A Constituição em vigor no Brasil foi a primeira da República a dedicar um capítulo aos indígenas.

Diferentemente das seis anteriores, passou a nomear os pioneiros moradores do país com o termo “índios” e não “silvícolas”. Mas o conceito definidor do direito dos autóctones à terra não era novo: o senador Passarinho importou o que consta das cartas constitucionais redigidas pelo poder militar —1967 e 1969.

O Brasil republicano teve até hoje sete textos constitucionais: de 1891, 1934, 1937, 1946, 1967, 1969 e 1988.

Três foram cartas produzidas em regimes ditatoriais:

1) a de 1937, do Estado Novo, outorgada pelo ditador Getúlio Vargas, também responsável, em 1943, pela instituição do 19 de abril como Dia do Índio;

2) a de 1967, redigida pelo Executivo e aprovada pelo Congresso ao final da Presidência do primeiro general do ciclo autoritário iniciado em 1964, Castello Branco (cujo mandato o jornalista Elio Gaspari definiu como “ditadura envergonhada”);

3) e a Emenda Constitucional nº 1, decretada pela junta militar que tomou o poder quando o presidente general Costa e Silva adoeceu. Esse texto reescreveu a Constituição de 1967 e institucionalizou o totalitarismo, dando início ao que Gaspari denominou “ditadura escancarada” em seus livros de história do período.

O tratamento jurídico dedicado aos povos que moravam no território brasileiro antes da conquista europeia mudou ao longo dos quase cem anos que separam a primeira Carta republicana, de 1891, e a atual, de 1988.

A Constituição de 1891 nem menciona os povos nativos. Já a de 1934 continha duas referências: o artigo 5º dispunha como competência privativa da União legislar sobre “incorporação dos silvícolas à comunhão nacional”; e o artigo 129 estabelecia: “Será respeitada a posse das terras de silvícolas que nelas se achem permanentemente localizados, sendo-lhes, no entanto, vedado aliená-las”.

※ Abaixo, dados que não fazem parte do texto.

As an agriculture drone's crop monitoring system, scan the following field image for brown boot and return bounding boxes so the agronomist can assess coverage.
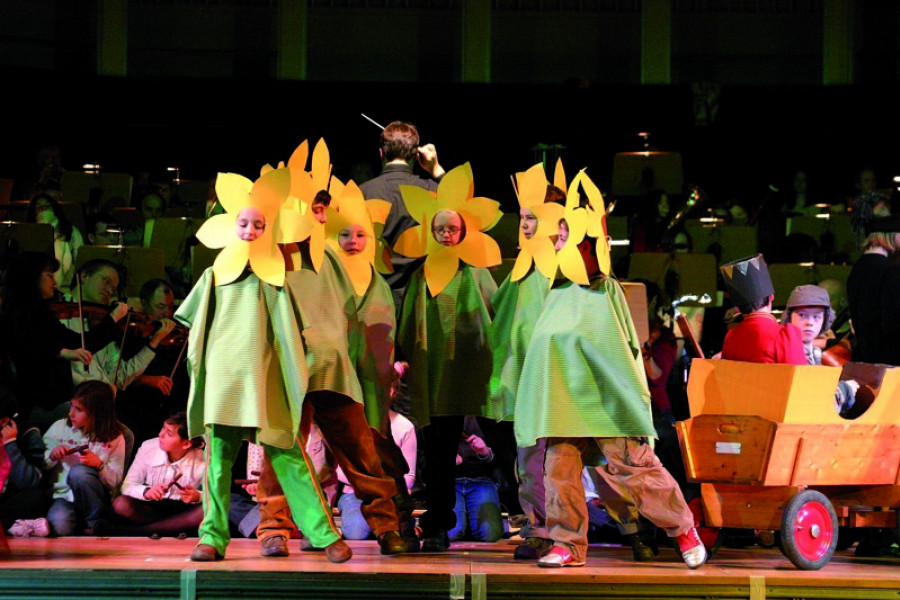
[325,540,353,563]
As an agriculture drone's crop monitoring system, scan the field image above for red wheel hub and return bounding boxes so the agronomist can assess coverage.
[794,501,834,561]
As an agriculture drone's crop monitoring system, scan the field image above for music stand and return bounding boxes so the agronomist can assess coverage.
[60,171,134,205]
[149,217,200,268]
[0,221,54,256]
[75,246,166,298]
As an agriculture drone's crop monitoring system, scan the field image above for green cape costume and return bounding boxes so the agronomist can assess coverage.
[285,242,363,403]
[397,264,497,427]
[484,267,550,421]
[175,268,307,448]
[515,277,656,454]
[350,267,397,437]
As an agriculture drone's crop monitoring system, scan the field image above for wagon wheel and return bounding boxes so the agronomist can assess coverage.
[781,490,838,571]
[688,496,725,558]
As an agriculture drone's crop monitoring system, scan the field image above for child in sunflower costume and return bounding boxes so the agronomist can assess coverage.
[251,141,409,556]
[486,162,566,560]
[515,172,706,568]
[175,169,352,562]
[394,163,500,552]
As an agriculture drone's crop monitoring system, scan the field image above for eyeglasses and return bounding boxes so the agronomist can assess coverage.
[432,225,461,235]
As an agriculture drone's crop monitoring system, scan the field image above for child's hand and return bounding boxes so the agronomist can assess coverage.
[466,435,491,456]
[149,319,175,349]
[178,485,200,504]
[59,348,91,366]
[50,446,69,460]
[78,450,103,469]
[0,419,19,444]
[139,375,172,396]
[144,483,169,500]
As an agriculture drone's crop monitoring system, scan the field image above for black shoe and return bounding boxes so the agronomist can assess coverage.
[625,533,659,562]
[191,544,225,562]
[378,531,409,555]
[513,537,553,560]
[422,529,450,552]
[259,535,291,557]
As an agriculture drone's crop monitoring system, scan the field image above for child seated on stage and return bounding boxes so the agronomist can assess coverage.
[781,285,859,416]
[109,411,206,536]
[0,386,50,537]
[448,416,503,542]
[44,381,125,535]
[719,254,807,365]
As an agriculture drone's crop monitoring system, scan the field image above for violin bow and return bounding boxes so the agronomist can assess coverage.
[110,310,131,387]
[76,275,85,350]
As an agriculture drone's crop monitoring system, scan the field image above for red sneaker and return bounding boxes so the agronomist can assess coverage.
[675,527,708,569]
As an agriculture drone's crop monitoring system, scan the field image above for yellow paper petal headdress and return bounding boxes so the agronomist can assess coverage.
[325,180,391,295]
[557,169,611,285]
[394,163,501,296]
[510,161,565,281]
[197,169,310,286]
[274,139,343,272]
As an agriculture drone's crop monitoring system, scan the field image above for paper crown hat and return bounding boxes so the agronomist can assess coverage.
[719,254,775,306]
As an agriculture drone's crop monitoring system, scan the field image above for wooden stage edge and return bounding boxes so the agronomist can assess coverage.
[0,537,900,600]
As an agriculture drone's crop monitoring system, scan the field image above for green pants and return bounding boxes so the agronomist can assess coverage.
[199,425,341,555]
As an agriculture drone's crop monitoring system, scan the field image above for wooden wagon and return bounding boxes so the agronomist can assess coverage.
[677,359,900,569]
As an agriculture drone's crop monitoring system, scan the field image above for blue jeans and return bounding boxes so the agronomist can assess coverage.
[448,477,503,542]
[47,465,110,535]
[338,492,372,540]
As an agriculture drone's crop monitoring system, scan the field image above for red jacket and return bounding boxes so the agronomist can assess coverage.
[722,312,809,365]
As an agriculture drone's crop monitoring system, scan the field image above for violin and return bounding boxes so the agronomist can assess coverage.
[48,300,189,348]
[126,311,190,348]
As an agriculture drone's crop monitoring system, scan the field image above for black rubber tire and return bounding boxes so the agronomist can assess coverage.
[781,490,838,571]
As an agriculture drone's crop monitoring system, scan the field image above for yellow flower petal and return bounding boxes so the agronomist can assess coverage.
[275,208,313,244]
[216,173,253,216]
[197,212,237,248]
[311,138,331,191]
[458,231,503,267]
[400,181,444,229]
[438,163,475,210]
[366,202,391,230]
[553,158,567,193]
[394,225,433,258]
[213,237,250,285]
[516,163,547,208]
[338,250,372,296]
[455,197,503,231]
[249,237,284,287]
[565,208,588,246]
[529,237,557,279]
[288,140,309,171]
[309,223,325,273]
[531,202,566,237]
[557,242,590,285]
[253,169,291,217]
[509,248,531,281]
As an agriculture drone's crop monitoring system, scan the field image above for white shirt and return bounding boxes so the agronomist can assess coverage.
[44,419,125,502]
[122,438,206,501]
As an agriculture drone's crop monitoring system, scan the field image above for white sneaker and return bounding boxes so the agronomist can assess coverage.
[7,519,34,537]
[31,517,50,537]
[675,527,708,569]
[8,518,50,537]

Salvo por ligeiras mudanças de redação, as duas referências se mantêm nas duas Constituições seguintes: a de 1937, chamada “Polaca” (por ser influenciada pela Carta polonesa), que regeu a ditadura de Getúlio até sua queda em 1945; e a da redemocratização, em 1946.

Em outras palavras, já desde sua segunda Carta Magna, o Brasil atribui aos indígenas o direito de viverem nas terras que ocupavam tradicionalmente, proibindo-os de vendê-las.

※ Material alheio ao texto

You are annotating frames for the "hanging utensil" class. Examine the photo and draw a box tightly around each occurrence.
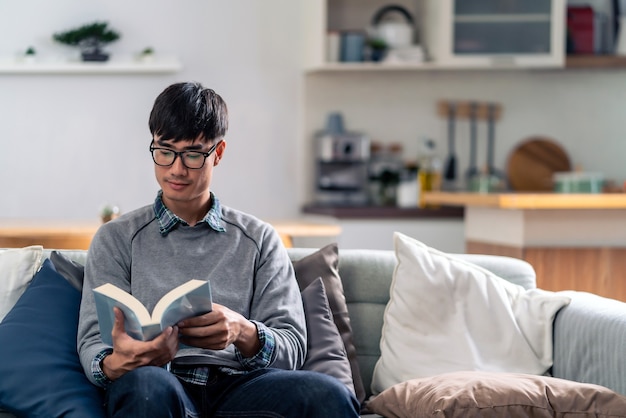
[465,102,479,180]
[487,103,496,174]
[444,103,456,181]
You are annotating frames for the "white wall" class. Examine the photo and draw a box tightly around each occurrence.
[0,0,301,219]
[0,0,626,248]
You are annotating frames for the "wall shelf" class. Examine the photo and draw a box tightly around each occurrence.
[565,55,626,68]
[0,56,182,75]
[307,55,626,74]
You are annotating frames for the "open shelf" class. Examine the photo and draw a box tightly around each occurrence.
[307,55,626,73]
[0,56,182,75]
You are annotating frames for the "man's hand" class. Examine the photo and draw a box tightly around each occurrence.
[101,308,178,380]
[178,303,261,357]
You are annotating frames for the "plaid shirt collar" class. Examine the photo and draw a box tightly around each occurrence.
[152,190,226,236]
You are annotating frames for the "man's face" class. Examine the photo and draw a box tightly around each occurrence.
[152,137,226,212]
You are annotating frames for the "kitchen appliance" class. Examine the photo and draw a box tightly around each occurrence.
[421,0,566,67]
[315,118,370,205]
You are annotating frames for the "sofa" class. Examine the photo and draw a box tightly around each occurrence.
[0,235,626,418]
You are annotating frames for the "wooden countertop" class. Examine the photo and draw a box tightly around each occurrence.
[424,192,626,209]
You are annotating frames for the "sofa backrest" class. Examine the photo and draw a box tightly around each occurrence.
[288,248,536,398]
[8,248,536,397]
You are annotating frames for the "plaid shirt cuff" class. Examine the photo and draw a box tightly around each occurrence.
[91,348,113,389]
[235,321,276,370]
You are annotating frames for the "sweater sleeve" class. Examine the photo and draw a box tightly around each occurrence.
[77,223,130,386]
[250,227,306,369]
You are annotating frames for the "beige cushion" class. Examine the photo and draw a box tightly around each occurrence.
[372,233,570,394]
[0,245,43,322]
[368,372,626,418]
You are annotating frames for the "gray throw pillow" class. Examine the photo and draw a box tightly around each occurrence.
[301,277,354,393]
[293,243,365,404]
[50,251,85,291]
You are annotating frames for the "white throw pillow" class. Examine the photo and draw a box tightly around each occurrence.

No entanto, o texto não define a quem cabia a propriedade da terra indígena em que os índios moram permanentemente, da qual têm a posse e não podem vender. Criava uma lacuna jurídica sobre a propriedade, por exemplo, no caso do grupo indígena desaparecer.

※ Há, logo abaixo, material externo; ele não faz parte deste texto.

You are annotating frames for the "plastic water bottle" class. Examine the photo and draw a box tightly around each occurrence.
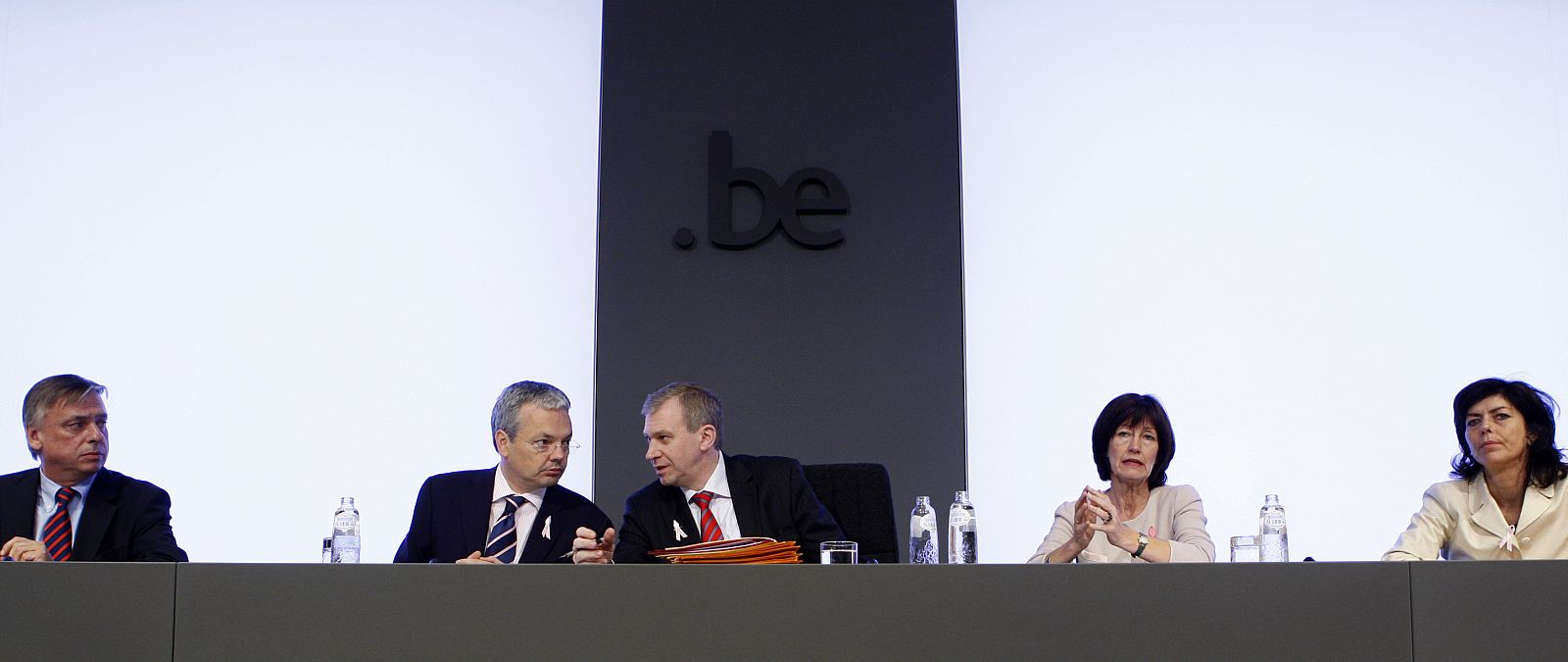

A omissão foi eliminada na Constituição de 1967, que foi redigida pela administração do general Castello Branco e submetida ao Congresso para ser ratificada, com pequenas alterações, em um período de cerca de 40 dias.

Nessa carta, diz o artigo 4º: “Incluem-se entre os bens da União (…) as terras ocupadas pelos silvícolas”. Depois, repete-se, no artigo 8º, a referência à “incorporação dos silvícolas à comunhão nacional”, como nas anteriores. Já o artigo 186, sobre a posse da terra, trouxe uma redação nova: “É assegurada aos silvícolas a posse permanente das terras que habitam e reconhecido o seu direito ao usufruto exclusivo dos recursos naturais e de todas as utilidades nelas existentes”.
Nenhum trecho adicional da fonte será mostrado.